Previously, Retirement Living had been carried for four hours a weekday on CN8, a regional network offered on Comcast systems between Boston and Washington, D.C.
RLTV also has 2 million Verizon FiOS TV homes, according to the channel.
In an interview before the equity agreement was worked out, general manager Patrick Baldwin said the two-year old-channel was growing slowly because affiliation talks centered on “organizational synergies,” such as how operators could use demographic information supplied by RLTV's partner, the American Association of Retired Persons, to improve sales to the 50-plus demographic.
Some operators “can't see how a new, non-sports network can drive return on investment,” he said, adding that channel executives must prove they are part of a sound business decision.
Unlike other executives, who rue the lack of network-group muscle in their affiliation talks, Baldwin said he liked coming into talks as an independent, noting recent dust-ups over contract renegotiations between Time Warner Cable and Viacom.
“I can talk as a partner, not an antagonist,” said Baldwin. “I don't envy [network group affiliate sales people] at all.”
Rural themed RFD-TV will be expanding this year via international deals, said founder and president Patrick Gottsch, who said stateside operators have blamed the economy for launch delays.
RFD-TV (40 million subscribers) has revived some of the favorite programming from the “old TNN” — i.e. The Nashville Network, now Spike TV — such as shows hosted by Ralph Emery and country-music talk show Crook & Chase.
Gottsch said a “best of RFD-TV” programming block will play as part of a country-music channel on BSkyB beginning in March. Gottsch also believes his channel is close to a deal with DirecTV Latin America.
Talks have even been held with Russian Federation's Department of Agriculture for some programming for an agriculture-themed channel, he said.
BBC America (62 million subscribers) is also contemplating launching a new channel, preschool network CBeebies, said BBC Worldwide Americas president Garth Ancier.

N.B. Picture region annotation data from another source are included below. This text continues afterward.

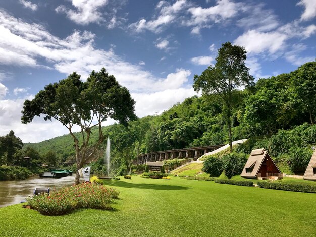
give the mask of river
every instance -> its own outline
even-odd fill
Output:
[[[58,190],[72,185],[74,181],[75,175],[60,179],[33,177],[23,180],[0,181],[0,207],[20,203],[29,196],[32,196],[35,188]]]

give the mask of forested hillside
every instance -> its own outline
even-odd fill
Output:
[[[316,130],[308,125],[315,122],[315,78],[316,62],[310,62],[290,73],[260,79],[251,87],[234,90],[233,140],[253,137],[256,138],[257,142],[258,137],[259,141],[270,141],[272,136],[274,140],[279,137],[281,143],[275,145],[277,147],[271,151],[274,157],[281,154],[284,157],[292,146],[307,147],[315,143]],[[193,96],[174,105],[160,115],[130,122],[128,128],[119,124],[104,127],[104,136],[109,136],[112,142],[112,170],[126,171],[130,161],[138,153],[227,143],[228,133],[222,103],[215,94]],[[294,129],[296,133],[282,132],[304,123]],[[308,136],[304,135],[306,130],[309,131],[306,132]],[[297,137],[292,137],[292,134]],[[80,133],[76,135],[79,139],[81,136]],[[90,144],[96,141],[97,135],[96,131],[92,130]],[[303,135],[305,137],[302,138]],[[294,140],[289,140],[291,139]],[[267,142],[262,146],[269,149]],[[26,144],[25,147],[31,146],[41,154],[53,150],[59,161],[65,162],[74,159],[73,144],[70,135],[66,135],[38,143]],[[286,149],[282,148],[285,146]],[[98,153],[100,158],[103,157],[104,147]]]

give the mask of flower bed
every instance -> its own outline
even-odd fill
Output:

It would utilize the library of the U.K. parent channel, including Teletubbies, he said.
A Spanish-language version of CBeebies, exclusively distributed by Dish Network, is already up and running.
U.S. operators are “open” to the idea of the channel, Ancier said. He made no mention of interest from Comcast, which already has a stake in a preschool channel, PBS Kids Sprout.
BBC America had announced plans for an HD channel in 2008. That had been “pushed back” to mid-2009, executive vice president of communications Jo Petherbridge said.
The 2009 outlook for independent networks is mixed. Some — like ReelzChannel, which moved its production facilities to lower-cost New Mexico — have made drastic moves to stay ahead of the economy. Others continue to pursue regulatory battles with potential partners. And some say that in spite of the grim outlook, 2009 will be an expansion year.
For instance, Hallmark Channel (86 million subscribers) said it will expand its original programming slate this year. It will produce 30 original films (the network went to the upfronts last summer selling 20 film properties).
As consumers cut spending, noted Crown Media Holdings CEO Henry Schleiff, they see a stronger value proposition in family-oriented programming such as Hallmark's content. And advertisers in such categories as packaged goods, pharmaceuticals and lower-end retailers have “strongly confirmed” their commitment to buy spots with the channel, he said.
“When you get out of 'cool' New York and L.A., to other markets, [you see] this economy has hurt so dramatically,” Schleiff said. “The value of whole-family viewing at home is important to viewers and distributors.”